As we were going to press, we learned that Mr. Kendall has given the OCX Program a green light, but with several caveats indicating the program will be closely watched in the future. Mr. Kendall confirmed that while the OCX costs had indeed doubled, he was going to stay the course for now.
Major General Roger Teague, director of space programs for the Air Force acquisition chief, said a review by chief arms buyer Frank Kendall went well, but program officials and the contractor got “tough marching orders” to stick to schedule and cost targets. That is well and good, but history shows us that it has never happened in the past with the OCX program, and so some tough changes are going to have to be made if they are going to stay on track. We wish them well.
GPS III – Next Generation Space Segment
On the satellite or hardware side of the house, the GPS III — or next-generation GPS satellite — is also having problems, but in this case it centers on development and delivery issues with a subcontractor having serious technical issues and who has failed to deliver on cost or schedule. That subcontractor was just last week bought by a bigger prime, so we will have to wait and see what happens. In this case, however, the whole satellite program is not failing just a component, albeit an important one, the Mission Data Unit or MDU. Although again the answer seems simple, there are bigger forces at play, and one of them is wrapped up in a new government initiative known as Better Buying Power 3.0.
Better Buying Power 3.0
The current GPS III+ budget input states: “In an effort to implement Better Buying Power 3.0 (BBP 3.0) to control production costs, the [U.S.] Air Force intends to create a competitive environment. Options for the GPS III competition continue to be explored by USD (AT&L) [Under Secretary of Defense for Acquisition, Technology and Logistics], Mr. Frank Kendall.

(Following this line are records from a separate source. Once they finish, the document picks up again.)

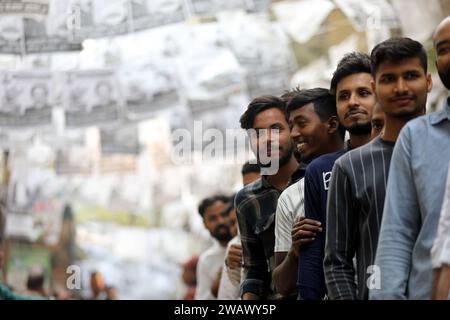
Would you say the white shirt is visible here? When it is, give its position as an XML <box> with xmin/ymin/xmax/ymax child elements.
<box><xmin>195</xmin><ymin>240</ymin><xmax>226</xmax><ymax>300</ymax></box>
<box><xmin>274</xmin><ymin>178</ymin><xmax>305</xmax><ymax>252</ymax></box>
<box><xmin>431</xmin><ymin>166</ymin><xmax>450</xmax><ymax>268</ymax></box>
<box><xmin>217</xmin><ymin>234</ymin><xmax>241</xmax><ymax>300</ymax></box>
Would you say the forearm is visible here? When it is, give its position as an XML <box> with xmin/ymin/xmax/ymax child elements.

The Under Secretary of Defense for Acquisition, Technology and Logistics, or USD (AT&L), is a senior civilian official in the Office of the Secretary of Defense within the Department of Defense. USD (AT&L) is the principal staff assistant and advisor to the Secretary of Defense and the Deputy Secretary of Defense for all matters concerning departmental acquisitions and the general management of the department as a whole, which means he is a significant decision-maker where DoD acquisitions are concerned, and he has something to say about the plans for those acquisitions. Obviously, those plans need to make sense, financially, operationally and hopefully logically. Mr. Kendall, who has been in his current position for almost four years, has brought a much needed common-sense approach to government acquisition, and we can only hope he continues to make judicious, practical and logical decisions.
For GPS III+, the U.S. Air Force’s published notional plan is for a two-phased competition process. Phase one is a Production Readiness competition for up to three firm-fixed price contracts to mature competitors’ production designs for a competition in Phase two. Phase two will be a full and open competition for up to 22 GPS III Production SVs [satellite vehicles] with an expected award in FY17/18. The [U.S.] Air Force GPS Directorate received USD (AT&L) approval to purchase GPS III SV09-10 from the incumbent Lockheed Martin (LMCO) at the December 2014 Defense Acquisition Board (DAB), in order to sustain the GPS constellation while competitive options are pursued.” [Bold added for emphasis.] See the budget document here.
The “government speak” sounds great if you need an entirely new GPS III system, which consists of, at a minimum, a new payload, satellite, launcher and ground C2 system (remember OCX is only designed to work with current and planned GPS SVs, and it doesn’t even do that today). But, in fact, the U.S. government only needs an MDU, which is a critical part of the payload. Indeed, failure to produce the MDU on time has delayed the entire GPS III program by about 18 months to date.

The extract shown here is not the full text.